The reasons of the lack of ability to control the Drug prices, in my humble opinion, during the last several decades are:

  1. Non-implementation of drug pricing control policies and drug laws
  2. Lack of political will
  3. Mismanagement
  4. Corruption
  5. Incompetency

Rather than continue holding meetings, seminars and conferences, the government and the experts in the field need to step up and take practical steps to resolve the situation. If some concrete and definitive measures are not undertaken immediately to resolve the drug pricing, availability, and quality issues, the situation is likely to worsen further resulting in deaths of the innocent patients due to unavailability of quality life-saving essential drugs. According to drug regulations, it is the function and responsibility of DRAP to develop, issue, adopt, and enforce the standards and guidelines so as to ensure safety, efficacy, and quality of therapeutic goods, and also to monitor and regulate the unethical marketing practices to ensure rational use of drugs at reasonable prices. It is pathetic indeed to learn from the above brief situation analysis about our failure to provide standard quality life-saving and quality drugs at affordable prices to our population due to the reasons listed, amongst several others, which were and still are beyond our control.

Keeping in view the above failures and under the prevailing circumstances when the government is keen to provide better healthcare to people, it would perhaps be advisable to adopt the already globally practiced WHO Essential Drugs scheme which was launched by WHO in 1981. This scheme was based on then concept that a restricted number of time-tested, safe, standard, and quality essential drugs should satisfy the health needs of majority of the population of a country, and must be available in appropriate quantities and dosage forms at affordable prices at all times.

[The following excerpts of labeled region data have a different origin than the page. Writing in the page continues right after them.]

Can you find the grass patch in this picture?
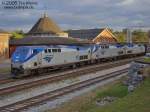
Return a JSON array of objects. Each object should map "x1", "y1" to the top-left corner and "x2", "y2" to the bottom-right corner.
[
  {"x1": 48, "y1": 78, "x2": 150, "y2": 112},
  {"x1": 144, "y1": 57, "x2": 150, "y2": 63},
  {"x1": 86, "y1": 78, "x2": 150, "y2": 112},
  {"x1": 97, "y1": 83, "x2": 128, "y2": 98},
  {"x1": 0, "y1": 68, "x2": 10, "y2": 73}
]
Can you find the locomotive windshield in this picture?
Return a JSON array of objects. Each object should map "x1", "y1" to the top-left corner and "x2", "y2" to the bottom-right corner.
[{"x1": 12, "y1": 47, "x2": 30, "y2": 62}]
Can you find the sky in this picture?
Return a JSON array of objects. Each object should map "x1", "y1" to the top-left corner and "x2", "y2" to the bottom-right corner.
[{"x1": 0, "y1": 0, "x2": 150, "y2": 32}]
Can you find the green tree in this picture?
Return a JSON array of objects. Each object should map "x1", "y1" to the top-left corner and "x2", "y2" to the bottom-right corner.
[
  {"x1": 114, "y1": 31, "x2": 126, "y2": 43},
  {"x1": 12, "y1": 30, "x2": 25, "y2": 39}
]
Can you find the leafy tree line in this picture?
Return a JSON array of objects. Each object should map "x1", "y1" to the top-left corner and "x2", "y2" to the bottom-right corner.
[{"x1": 11, "y1": 30, "x2": 25, "y2": 39}]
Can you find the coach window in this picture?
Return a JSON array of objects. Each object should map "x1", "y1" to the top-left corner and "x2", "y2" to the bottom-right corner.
[
  {"x1": 48, "y1": 49, "x2": 51, "y2": 53},
  {"x1": 58, "y1": 49, "x2": 61, "y2": 52},
  {"x1": 52, "y1": 49, "x2": 57, "y2": 52},
  {"x1": 44, "y1": 49, "x2": 47, "y2": 53},
  {"x1": 32, "y1": 49, "x2": 38, "y2": 54}
]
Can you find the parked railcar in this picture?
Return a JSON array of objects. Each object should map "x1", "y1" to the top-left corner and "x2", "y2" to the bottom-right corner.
[{"x1": 11, "y1": 44, "x2": 145, "y2": 77}]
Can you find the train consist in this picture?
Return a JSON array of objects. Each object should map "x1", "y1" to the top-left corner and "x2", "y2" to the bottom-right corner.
[{"x1": 11, "y1": 44, "x2": 145, "y2": 77}]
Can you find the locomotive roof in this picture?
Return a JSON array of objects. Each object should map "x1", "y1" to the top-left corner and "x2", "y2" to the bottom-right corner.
[
  {"x1": 9, "y1": 37, "x2": 93, "y2": 46},
  {"x1": 28, "y1": 14, "x2": 62, "y2": 34}
]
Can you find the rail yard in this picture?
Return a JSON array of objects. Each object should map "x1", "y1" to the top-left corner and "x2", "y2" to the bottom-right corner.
[{"x1": 0, "y1": 0, "x2": 150, "y2": 112}]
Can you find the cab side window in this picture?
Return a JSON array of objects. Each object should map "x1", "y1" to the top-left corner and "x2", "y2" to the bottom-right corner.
[{"x1": 32, "y1": 49, "x2": 38, "y2": 54}]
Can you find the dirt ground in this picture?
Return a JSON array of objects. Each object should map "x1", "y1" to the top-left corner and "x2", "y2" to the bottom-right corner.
[{"x1": 46, "y1": 81, "x2": 118, "y2": 112}]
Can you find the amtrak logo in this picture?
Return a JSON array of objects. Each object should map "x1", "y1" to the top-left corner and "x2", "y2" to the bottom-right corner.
[
  {"x1": 43, "y1": 55, "x2": 53, "y2": 63},
  {"x1": 101, "y1": 51, "x2": 105, "y2": 55}
]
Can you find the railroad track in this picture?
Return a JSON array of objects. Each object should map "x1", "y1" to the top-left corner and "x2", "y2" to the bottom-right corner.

This concept emerged in 1977 when WHO published a model list of reference Essential Drugs. ALMA ATTA declaration of Pharmacy Health Care introduced in 1978 identified provision of Essential Drugs as one of the eight elements of Primary Health care.

Kenya was the first country to adopt and implement this scheme in 1981. In June 1982, Bangladesh introduced a National Drug Policy and Drug Ordinance in accordance with WHO guidelines to implement this scheme, which is quite successful to date. Since 1999, around 160 countries of the world have adopted the Essential Drugs concept and prepared their Essential Drugs lists, which are supported by their National Drugs Policies. Pakistan, where Pharmaceuticals is one of the biggest industries of the country have failed to implement this scheme even after its approval by the Ex. President of Pakistan in May 2017 and also after announcement of National Drug Policy 1986 and finalization of Essential Drugs list on WHO guidelines. In fact, the then WHO coordinator in the Ministry of Health and WHO mutually agreed upon a collaborative program on Essential Drugs and a plan of operation 1988-89 was drawn in July 1989. This plan was not followed upon due to changes in the Ministry except for publishing a Hospital Formulary containing 270 Essential Drugs as per WHO guidelines.

It would be in the best interest of the nation and particularly of the patients to implement the already worked out WHO Essential Drugs scheme that was approved in 2017. This scheme also provides complete methodology and even the roadmap on its implementation.

As regards other Drug Regulatory and Production issues such as monitoring of side effects and use of unsafe medicines etc., the DRAP Act 2012, which was established for effective enforcement of Drugs Act 1976, provides thirteen sections. Each of these sections are headed by a Director, with their functions and responsibilities defined to deal with safety, efficacy, quality, and all related issues to safeguard Public Health. This Act also covers the manufacture, sale, and distribution of Alternative medicines (Act 2014). The need of the time is to implement these rules-and-regulations and policies in letter and spirit to protect the public from possible health hazards of the medicines, which is the main function and responsibility of DRAP and Ministry of Health Services.